Wonder Wonder also marks a return of sorts to a more immediate, candid tone, especially where vocals are concerned. "The first record was really, in-your-face, really intimate," says Frost. "On Telescopic, they let me go crazy with the vocals, and add all these layers. [So] I wanted to do one [album] that was more, you know, back toward the intimacy in the vocals. And I did have a lot of overlapping, a lot of action in the vocals on this record, but I still think it’s more… up front."

And what about the songwriting and selection process for her albums? "I don’t plan in advance," says Frost. "If I have a song, I’m happy that I have a song, period, whether it falls into the category I need it to or not. For every album we just go through and pick, like, 25, and then narrow it down to 15 that we really, really wanna do for this record, or whatever. But the sound, the feel of the record doesn’t really emerge until it’s recorded, and it’s ’cause there’s all that room to let new things happen in the studio, which is wonderful."

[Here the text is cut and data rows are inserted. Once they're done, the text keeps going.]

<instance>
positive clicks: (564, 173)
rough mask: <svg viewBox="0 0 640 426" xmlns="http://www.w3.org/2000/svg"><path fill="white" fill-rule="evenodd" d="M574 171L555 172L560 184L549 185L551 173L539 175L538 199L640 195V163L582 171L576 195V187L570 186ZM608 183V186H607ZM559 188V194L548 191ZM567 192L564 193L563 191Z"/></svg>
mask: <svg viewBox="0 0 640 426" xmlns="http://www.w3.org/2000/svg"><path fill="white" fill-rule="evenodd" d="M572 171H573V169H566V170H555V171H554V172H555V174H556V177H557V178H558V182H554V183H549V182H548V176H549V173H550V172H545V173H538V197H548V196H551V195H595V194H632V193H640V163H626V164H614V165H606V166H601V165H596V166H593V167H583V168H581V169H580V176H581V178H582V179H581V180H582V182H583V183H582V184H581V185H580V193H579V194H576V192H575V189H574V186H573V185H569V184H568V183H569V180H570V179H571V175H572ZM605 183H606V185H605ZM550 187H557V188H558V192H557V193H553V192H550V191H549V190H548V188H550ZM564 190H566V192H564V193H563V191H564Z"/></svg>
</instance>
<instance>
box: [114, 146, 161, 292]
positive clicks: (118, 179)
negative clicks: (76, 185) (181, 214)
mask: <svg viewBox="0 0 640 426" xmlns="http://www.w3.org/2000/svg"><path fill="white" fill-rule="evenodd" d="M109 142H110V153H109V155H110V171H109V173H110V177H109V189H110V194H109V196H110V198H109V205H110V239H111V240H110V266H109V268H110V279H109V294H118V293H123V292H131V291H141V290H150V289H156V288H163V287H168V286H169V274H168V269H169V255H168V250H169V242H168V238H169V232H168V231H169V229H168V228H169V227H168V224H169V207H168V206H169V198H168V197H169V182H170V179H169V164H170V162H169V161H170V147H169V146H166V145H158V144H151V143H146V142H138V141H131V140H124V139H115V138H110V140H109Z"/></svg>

But, Edith says, just because a song doesn’t make it onto an album immediately, that doesn’t mean it won’t pop up later. "There [are] always sleepers… songs that it’s like, ‘Damn — I still haven’t recorded that!’ You know? And I think it’s good. And [Wonder producer] Rian Murphy has his favorites, ’cause he has everything I’ve ever done — he’s like the keeper of the tapes — and he’s always like, ‘You gotta do that one!’ And I’m like, ‘No! Eww! Gross!’"

Edith Frost and Boxstep play at 8 p.m. Wed., Sept. 26, at Millvale Industrial Theater, Millvale. 412-422-8864.